MB-Maalesef… Kitap okumamakla övünen, bunu bir meziyet sayan parti lideri var. Eğitim seviyesi yükseldikçe ihanet seviyesi artıyor diyen YÖK denetçisi var. 300 yıldır çağdaş uygarlık seviyesini yakalama mücadelesinde bocalamamızın nedeni bu. Bugünkü Türkiye’yi iyi özetleyen bir anlatım var. Hapisteki bir kişi bir yazarın kitabını istiyor. Görevli, “O kitap yasaklı, burada yok ama kitabı yazan kişi burada tutuklu. Uygun olunca onunla görüştürelim” karşılığını veriyor. Yöneticilerimiz yazarlara saygı duymaktan öte, onları hapse atmak için her şeyi yapıyor. Yine de bunlar bizi umutsuzluğa sürüklememeli. Bu insanlığın binlerce yıldır süren iyi ile kötünün, savaşla barışın mücadelesi. Asıl olan hangi safta yer aldığınız. Nâzım’ın safında olabilenlere ne mutlu.
GG-Nâzım Hikmet yazın alanının hemen her türünde üstün yapıtlar yazdı; aynı zamanda yetkin bir ressamdı. Haklı olarak özellikle vurguluyorsunuz. Nâzım Usta Türk Şiirine, başka yazın-sanat türlerinden de yararlanarak senfonik ve özgür yapı kazandırdı. Bu başarısında Dil Devrimini gönülden, bilinçle benimsemesinin ve desteklemesinin de payı vardır değil mi?
MB-Büyük şair, bir köylü öküzünü, toprağını nasıl severse Türkçeyi öyle sevdiğini söylüyor. Nâzım’ın bir asır önce yazdığı şiirlerde anlamadığımız bir sözcük bile yok. Bu da Nâzım’ın halkın anladığı dili kullanmayı ilke edindiğini gösteriyor. Nâzım’ın yerinde kullandığı uyaklar, çift anlamlı sözcüklerle çizdiği tablolar Türkçemizin en büyük zenginliği. Türkçe kökten yeni sözcüklerin üretilebildiği bir dil. Örneğin, “göz” kökünden 100’ü aşkın sözcük üretebilirsiniz. Bunu en zengin kullanan da Nâzım. Edebiyat fakültelerimizde bir Nâzım Hikmet kürsüsü ne güzel olur, Nâzımoloji ne çok şey getirir.
GG-Geçmişte, Nâzım Hikmet’le ilgili bilgi sınırlıyken özellikle soldaki her kesimin bir Nâzım Hikmet’i vardı. Köktenci sol komünistliğini öne çıkarırdı. Oysa bilgi arttıkça her şeyden önce Nâzım Hikmet’in ödünsüz güçlü birey olduğu, kalıplarla açıklanamayacağı; ulusçu bir anlayışı da benimsediği kesinleşiyor. Bu ayrıntıyla ilgili neler söylersiniz?

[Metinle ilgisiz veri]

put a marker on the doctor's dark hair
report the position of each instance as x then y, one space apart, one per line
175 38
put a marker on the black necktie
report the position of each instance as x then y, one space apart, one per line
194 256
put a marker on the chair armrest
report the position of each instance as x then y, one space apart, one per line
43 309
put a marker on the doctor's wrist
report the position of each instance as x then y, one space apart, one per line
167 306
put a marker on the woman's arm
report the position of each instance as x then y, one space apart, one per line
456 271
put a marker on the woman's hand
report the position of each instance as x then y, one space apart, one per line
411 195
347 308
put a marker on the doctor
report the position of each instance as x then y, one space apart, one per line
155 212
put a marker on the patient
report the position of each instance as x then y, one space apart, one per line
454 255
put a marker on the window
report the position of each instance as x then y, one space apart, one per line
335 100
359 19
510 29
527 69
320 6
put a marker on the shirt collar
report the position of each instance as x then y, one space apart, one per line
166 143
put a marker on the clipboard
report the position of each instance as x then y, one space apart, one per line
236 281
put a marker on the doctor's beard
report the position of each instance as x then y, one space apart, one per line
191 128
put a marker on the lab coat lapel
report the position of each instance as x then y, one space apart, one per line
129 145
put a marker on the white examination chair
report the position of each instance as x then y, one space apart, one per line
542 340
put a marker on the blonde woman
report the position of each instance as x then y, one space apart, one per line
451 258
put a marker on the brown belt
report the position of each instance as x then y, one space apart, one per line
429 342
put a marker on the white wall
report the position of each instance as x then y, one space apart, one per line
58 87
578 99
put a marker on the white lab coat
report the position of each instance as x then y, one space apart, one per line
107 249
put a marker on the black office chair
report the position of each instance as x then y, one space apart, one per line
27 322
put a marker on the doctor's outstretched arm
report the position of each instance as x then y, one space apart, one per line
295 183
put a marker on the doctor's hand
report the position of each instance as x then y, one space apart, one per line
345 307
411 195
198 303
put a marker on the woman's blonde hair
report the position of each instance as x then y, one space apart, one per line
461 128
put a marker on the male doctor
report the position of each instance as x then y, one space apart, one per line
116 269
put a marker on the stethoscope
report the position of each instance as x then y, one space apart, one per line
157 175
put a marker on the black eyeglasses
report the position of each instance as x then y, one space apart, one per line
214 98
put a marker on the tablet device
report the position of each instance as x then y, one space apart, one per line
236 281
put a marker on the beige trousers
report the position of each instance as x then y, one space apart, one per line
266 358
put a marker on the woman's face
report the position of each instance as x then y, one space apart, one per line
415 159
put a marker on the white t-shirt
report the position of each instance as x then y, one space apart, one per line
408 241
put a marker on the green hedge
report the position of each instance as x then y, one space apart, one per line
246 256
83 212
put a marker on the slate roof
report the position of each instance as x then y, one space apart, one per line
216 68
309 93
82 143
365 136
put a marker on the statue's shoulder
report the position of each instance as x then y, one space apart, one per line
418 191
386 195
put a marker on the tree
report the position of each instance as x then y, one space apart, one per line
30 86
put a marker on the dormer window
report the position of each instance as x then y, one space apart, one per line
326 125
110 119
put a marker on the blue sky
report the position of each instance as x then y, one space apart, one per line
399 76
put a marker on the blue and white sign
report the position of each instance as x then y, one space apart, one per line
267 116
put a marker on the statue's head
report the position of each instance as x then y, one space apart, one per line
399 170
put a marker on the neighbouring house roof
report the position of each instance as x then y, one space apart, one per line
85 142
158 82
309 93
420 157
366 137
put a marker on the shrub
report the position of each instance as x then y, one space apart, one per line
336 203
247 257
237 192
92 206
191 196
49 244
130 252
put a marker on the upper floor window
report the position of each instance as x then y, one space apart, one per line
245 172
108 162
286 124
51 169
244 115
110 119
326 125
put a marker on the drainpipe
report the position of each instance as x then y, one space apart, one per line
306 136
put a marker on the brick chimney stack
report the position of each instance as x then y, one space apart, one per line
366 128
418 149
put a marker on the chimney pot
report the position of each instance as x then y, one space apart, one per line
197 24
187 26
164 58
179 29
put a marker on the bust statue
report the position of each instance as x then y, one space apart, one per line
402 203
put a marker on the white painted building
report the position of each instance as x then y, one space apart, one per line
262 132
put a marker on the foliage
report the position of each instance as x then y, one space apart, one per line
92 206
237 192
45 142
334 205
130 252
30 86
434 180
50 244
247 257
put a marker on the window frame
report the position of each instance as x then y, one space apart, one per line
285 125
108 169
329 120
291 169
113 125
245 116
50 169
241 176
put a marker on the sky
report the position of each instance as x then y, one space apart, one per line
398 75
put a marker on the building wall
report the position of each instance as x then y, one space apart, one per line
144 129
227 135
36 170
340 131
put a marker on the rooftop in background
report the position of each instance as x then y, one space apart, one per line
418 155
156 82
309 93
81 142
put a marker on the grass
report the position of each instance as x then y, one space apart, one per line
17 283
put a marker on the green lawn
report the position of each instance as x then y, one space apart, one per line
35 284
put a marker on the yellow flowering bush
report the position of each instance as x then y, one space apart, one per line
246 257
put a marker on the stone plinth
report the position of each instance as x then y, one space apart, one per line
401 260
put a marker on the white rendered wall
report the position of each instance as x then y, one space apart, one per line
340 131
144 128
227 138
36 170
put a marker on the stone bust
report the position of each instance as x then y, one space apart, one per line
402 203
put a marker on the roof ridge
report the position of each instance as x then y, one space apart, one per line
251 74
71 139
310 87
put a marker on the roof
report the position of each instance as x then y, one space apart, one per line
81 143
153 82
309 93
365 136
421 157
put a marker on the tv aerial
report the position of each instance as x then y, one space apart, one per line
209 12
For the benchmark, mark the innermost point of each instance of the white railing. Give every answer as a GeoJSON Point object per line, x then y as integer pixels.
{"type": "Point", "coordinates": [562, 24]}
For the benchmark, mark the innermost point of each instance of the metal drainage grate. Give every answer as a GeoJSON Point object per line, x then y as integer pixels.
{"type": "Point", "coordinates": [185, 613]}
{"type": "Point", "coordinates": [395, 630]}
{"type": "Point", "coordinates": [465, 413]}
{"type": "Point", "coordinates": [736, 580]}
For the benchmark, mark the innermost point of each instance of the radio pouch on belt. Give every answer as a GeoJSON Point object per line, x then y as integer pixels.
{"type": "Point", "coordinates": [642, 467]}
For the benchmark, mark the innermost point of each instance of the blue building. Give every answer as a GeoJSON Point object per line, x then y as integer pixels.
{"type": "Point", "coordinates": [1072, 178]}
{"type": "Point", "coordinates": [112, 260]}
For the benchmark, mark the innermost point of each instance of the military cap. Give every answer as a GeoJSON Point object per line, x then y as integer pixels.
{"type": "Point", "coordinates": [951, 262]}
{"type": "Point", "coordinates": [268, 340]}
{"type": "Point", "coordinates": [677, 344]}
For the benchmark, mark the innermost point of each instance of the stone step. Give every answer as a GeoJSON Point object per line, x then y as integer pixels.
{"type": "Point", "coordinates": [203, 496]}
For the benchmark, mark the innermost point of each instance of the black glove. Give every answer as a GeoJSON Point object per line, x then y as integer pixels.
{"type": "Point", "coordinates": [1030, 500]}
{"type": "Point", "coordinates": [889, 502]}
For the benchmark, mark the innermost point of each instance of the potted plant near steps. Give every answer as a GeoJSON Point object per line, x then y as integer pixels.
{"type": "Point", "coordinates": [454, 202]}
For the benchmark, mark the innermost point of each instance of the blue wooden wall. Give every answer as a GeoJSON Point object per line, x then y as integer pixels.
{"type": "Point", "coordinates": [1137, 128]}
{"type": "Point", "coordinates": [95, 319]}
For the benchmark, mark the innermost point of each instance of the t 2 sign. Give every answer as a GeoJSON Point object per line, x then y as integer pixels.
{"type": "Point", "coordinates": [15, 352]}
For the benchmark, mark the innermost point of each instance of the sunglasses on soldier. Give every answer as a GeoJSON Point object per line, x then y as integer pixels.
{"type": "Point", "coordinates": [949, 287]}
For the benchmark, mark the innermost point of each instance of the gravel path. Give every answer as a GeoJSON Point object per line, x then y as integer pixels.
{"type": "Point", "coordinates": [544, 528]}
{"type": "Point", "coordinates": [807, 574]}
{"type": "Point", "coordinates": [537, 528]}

MB-Nâzım Hikmet hepimizin. Sadece Türkiye olarak hepimizin değil, dünya olarak hepimizin. Kaleme aldığım kitabı öteki Nazım kitaplarından farklı kılan da bu gerçek. Dünya gezilerimde karışıma çıkan Nâzım, onun bir dünya şairi olduğunu gösteriyordu. Bunu okuyarak öğrenebilirsiniz, görebilirsiniz. Ancak yaşamak başka bir şey.
Arkadaşı Va-la Nurettin kitabına başlık olarak “Bu Dünyadan Nâzım Geçti” diyor. Ben de diyorum ki: “Bu dünyaya Nâzım geldi; gitmedi.” Aramızda, bizimle… Aşkımızda, direncimizde, özlemimizde, insanlığımızda…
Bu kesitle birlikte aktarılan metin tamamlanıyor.